Le Burkina Faso entend renforcer son dispositif de sûreté et de sécurité nucléaires en se dotant d’un cadre juridique plus précis pour sanctionner les manquements aux obligations réglementaires.
À Koudougou, l’Autorité nationale de radioprotection et de sûreté nucléaire (ARSN) réunit, du 7 au 9 septembre 2026, des acteurs institutionnels, des experts et des parties prenantes du secteur autour de l’élaboration d’un projet de texte consacré aux sanctions administratives.
Cette démarche vise à combler une lacune du cadre juridique national. La Loi n°032-2012/AN du 8 juin 2012 constitue le principal socle légal en matière de sûreté, de sécurité nucléaires et de garanties au Burkina Faso. Toutefois, l’absence de dispositions suffisamment précises sur les sanctions administratives applicables en cas de violation des exigences réglementaires limite la capacité de l’autorité de régulation à prendre des mesures correctives et disciplinaires adaptées.

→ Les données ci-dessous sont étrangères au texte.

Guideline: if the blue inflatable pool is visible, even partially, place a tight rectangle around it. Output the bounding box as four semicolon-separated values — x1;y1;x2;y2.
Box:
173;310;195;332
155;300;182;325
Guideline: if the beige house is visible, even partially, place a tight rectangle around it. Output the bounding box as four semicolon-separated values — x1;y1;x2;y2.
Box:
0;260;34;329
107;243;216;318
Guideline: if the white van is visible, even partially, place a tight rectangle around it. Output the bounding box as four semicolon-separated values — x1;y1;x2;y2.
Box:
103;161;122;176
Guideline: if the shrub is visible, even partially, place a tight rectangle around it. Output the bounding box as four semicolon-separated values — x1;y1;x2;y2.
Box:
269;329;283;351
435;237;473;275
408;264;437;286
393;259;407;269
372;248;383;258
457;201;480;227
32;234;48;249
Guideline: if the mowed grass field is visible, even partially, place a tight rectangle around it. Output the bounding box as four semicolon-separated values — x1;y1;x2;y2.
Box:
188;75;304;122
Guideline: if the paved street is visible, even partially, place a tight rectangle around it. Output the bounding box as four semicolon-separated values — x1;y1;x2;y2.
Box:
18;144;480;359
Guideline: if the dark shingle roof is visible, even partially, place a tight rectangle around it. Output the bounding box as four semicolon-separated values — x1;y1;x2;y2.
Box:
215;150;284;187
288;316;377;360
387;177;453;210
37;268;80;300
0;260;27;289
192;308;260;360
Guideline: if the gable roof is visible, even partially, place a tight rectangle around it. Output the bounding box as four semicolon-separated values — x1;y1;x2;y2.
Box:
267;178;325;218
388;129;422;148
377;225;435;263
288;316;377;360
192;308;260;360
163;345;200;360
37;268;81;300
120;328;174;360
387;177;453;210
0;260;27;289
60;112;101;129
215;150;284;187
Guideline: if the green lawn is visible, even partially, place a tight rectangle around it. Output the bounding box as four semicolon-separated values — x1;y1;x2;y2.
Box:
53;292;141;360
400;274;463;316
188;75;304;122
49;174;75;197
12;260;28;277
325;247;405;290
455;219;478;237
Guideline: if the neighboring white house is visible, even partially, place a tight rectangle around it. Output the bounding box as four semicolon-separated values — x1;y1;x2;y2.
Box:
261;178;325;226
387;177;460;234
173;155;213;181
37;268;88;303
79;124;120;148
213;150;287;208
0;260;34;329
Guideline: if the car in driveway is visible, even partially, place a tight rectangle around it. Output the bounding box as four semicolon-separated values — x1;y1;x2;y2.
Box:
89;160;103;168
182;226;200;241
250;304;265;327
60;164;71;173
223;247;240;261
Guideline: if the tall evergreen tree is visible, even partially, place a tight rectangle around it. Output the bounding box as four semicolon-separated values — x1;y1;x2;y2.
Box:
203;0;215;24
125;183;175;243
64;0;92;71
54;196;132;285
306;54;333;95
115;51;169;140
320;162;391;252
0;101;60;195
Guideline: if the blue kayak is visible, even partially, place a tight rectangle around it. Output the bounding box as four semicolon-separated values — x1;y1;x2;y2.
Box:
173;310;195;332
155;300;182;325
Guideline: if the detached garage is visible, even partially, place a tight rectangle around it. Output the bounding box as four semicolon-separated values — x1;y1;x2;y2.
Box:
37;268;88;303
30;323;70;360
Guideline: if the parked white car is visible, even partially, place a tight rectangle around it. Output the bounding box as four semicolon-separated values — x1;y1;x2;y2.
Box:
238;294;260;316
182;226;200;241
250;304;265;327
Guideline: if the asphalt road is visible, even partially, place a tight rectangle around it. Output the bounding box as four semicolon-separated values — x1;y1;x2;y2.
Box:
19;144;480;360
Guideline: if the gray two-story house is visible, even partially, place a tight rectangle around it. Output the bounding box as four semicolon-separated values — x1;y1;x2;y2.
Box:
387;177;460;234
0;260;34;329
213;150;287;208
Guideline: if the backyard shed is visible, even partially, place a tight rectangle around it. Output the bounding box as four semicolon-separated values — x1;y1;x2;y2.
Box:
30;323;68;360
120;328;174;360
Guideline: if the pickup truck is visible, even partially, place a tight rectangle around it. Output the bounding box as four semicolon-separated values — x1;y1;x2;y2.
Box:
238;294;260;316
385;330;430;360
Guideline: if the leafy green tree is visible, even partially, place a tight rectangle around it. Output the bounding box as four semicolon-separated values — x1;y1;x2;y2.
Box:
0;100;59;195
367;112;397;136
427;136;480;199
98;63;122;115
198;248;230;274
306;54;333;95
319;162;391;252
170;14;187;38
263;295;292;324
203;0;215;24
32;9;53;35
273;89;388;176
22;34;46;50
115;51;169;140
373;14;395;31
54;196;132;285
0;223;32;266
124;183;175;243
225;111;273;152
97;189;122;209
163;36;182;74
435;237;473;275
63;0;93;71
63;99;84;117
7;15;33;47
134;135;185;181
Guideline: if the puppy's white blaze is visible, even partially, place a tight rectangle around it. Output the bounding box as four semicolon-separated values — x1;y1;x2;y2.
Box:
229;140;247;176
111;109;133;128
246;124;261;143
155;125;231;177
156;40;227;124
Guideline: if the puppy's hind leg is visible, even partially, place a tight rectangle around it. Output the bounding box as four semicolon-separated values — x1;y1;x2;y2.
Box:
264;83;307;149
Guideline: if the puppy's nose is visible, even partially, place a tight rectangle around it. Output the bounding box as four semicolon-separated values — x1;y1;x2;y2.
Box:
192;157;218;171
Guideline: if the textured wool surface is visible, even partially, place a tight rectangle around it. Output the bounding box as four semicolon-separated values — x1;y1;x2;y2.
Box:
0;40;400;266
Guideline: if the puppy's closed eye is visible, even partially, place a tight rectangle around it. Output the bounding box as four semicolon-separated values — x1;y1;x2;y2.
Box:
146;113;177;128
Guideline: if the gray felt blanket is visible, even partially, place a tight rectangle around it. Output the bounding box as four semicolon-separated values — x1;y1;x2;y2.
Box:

L’atelier de Koudougou doit ainsi permettre de construire un dispositif plus clair et cohérent, précisant notamment les différentes catégories d’infractions administratives, les mesures correctives envisageables ainsi que les modalités d’application des sanctions. La question des amendes administratives, de leur niveau et de leurs modalités de recouvrement figure également au cœur des discussions.
Pour l’ARSN, l’enjeu dépasse toutefois la seule dimension punitive. Il s’agit surtout de renforcer l’efficacité du contrôle et d’inciter les acteurs concernés à respecter durablement les règles de sûreté et de sécurité. Le futur dispositif devra donc concilier le pouvoir de contrôle et de sanction de l’autorité avec la protection des droits des personnes et des structures visées.
Le Directeur national de l’ARSN, Belko Massi Barry, souligne dans ce sens que la détermination des amendes et de leurs modalités de recouvrement ne constitue pas une simple démarche répressive. Elle doit servir de levier de responsabilisation et contribuer à l’instauration d’une véritable culture de sûreté et de sécurité nucléaires.
Cette exigence est d’autant plus importante que les applications utilisant des sources de rayonnements ionisants et des technologies nucléaires interviennent dans plusieurs domaines. Leur développement doit s’accompagner de mécanismes de surveillance et de contrôle suffisamment robustes pour prévenir les risques et assurer la protection des personnes, des biens et de l’environnement.
Les travaux engagés à Koudougou doivent aboutir à un projet de texte enrichi par les contributions des différents participants. Celui-ci sera ensuite transmis aux autorités compétentes pour suivre les procédures nécessaires à son adoption et à sa mise en œuvre.
À travers cette initiative, le Burkina Faso cherche ainsi à consolider sa gouvernance nucléaire et à renforcer les instruments dont dispose son autorité de régulation. La mise en place d’un régime de sanctions administratives clairement défini devrait contribuer à rendre le contrôle des activités nucléaires et radiologiques plus efficace, tout en inscrivant le pays dans une dynamique de conformité avec les standards internationaux en matière de sûreté et de sécurité nucléaires.